La situación de orden público en Haití se ha deteriorado en los últimos meses, debido a la crisis política, social y económica que atraviesa el país caribeño. El asesinato del presidente Jovenel Moïse el pasado 7 de julio, y el posterior intento de golpe de Estado, han generado un vacío de poder y una escalada de violencia que amenaza la estabilidad de la nación.
Ante este panorama, Estados Unidos ha anunciado el envío de tropas a Haití, con el objetivo de brindar apoyo humanitario y de seguridad a las autoridades interinas. Según el portavoz del Pentágono, se trata de una misión limitada en el tiempo y en el alcance, que no implica una intervención militar directa. El contingente estadounidense estará compuesto por un numero sin confirmar de soldados, que se sumarán a los agentes del FBI y del Departamento de Seguridad Nacional que ya se encuentran en el país.
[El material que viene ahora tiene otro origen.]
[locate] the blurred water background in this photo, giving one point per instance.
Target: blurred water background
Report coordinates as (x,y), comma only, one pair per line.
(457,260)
La decisión de Estados Unidos ha generado reacciones encontradas en la comunidad internacional y en la propia Haití. Por un lado, algunos sectores han aplaudido la medida como una forma de evitar un mayor caos y de facilitar la transición democrática. Por otro lado, otros han criticado la injerencia externa y han recordado los antecedentes históricos de ocupación y explotación que ha sufrido Haití por parte de potencias extranjeras.